MR WALKER: It would never be paragraph (a) because that would occur even if there was never an acquisition. This statute does not compensate for blight in the absence of acquisition – and that is all it is – and it does not compensate for blight in the absence otherwise than that which has been caused by the proposal to carry out the public purpose for which the acquisition was made for which the land was acquired. It is for those reasons, in our submission, that as a matter of law the approach of the trial judge below miscarried, correctly diagnosed by both courts of appeal.

GUMMOW J: Miscarried why?

MR WALKER: Miscarried because he did not ask or answer the questions about the difference between antecedent and accompanying politics and that which answers the description in law of the proposal. May I venture another of these paraphrases or elaborations. What is a proposal? The word obviously varies according to its context, as all words do, but, in our submission, in the context of this case, bearing in mind paragraph 3(1)(a), bearing in mind section 54 and the justness and bearing in mind the role of authorities of the State in resuming, it is clear that the proposal has to be something in the nature of a statement of intention which may contain some contingency. We would accept that.

It is not live in this case but we would accept that there may be some contingency, something in the nature of a statement of intention to do something which is or involves, more than incidentally, the acquisition of the land in order that a public purpose may be carried out and classically that occurred publicly – I stress publicly – in February 2002 when the Premier made his announcement. Who knows how rapidly or how soon before that announcement was made the actual decision was made to that effect.
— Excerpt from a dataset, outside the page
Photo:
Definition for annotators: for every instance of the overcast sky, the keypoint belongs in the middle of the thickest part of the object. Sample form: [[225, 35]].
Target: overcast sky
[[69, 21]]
The evidence does not permit us actually to know, but it might be a matter of days or weeks.

HAYNE J: But the contingent kind of proposal to which you refer is presumably, it is proposed to build a freeway between point A and point B generally along route X. The detail of the route remains to be settled.

MR WALKER: Yes, subject to geotechnics or – another one would be, not uncommon in this day and age, subject to Commonwealth funding. That is the cargo cult approach, your Honour. That is one that we would accept could cause blight. People may assess, well, what are the prospects of there being Commonwealth funding? As we speak today, presumably extremely high.

GLEESON CJ: Is that a convenient time, Mr Walker?

MR WALKER: Yes, your Honour.

GLEESON CJ: This matter will be stood over part heard for a date to be fixed in the November sittings of the Court and we will adjourn until 9.30 am tomorrow in Canberra and 9.30 am tomorrow in Sydney.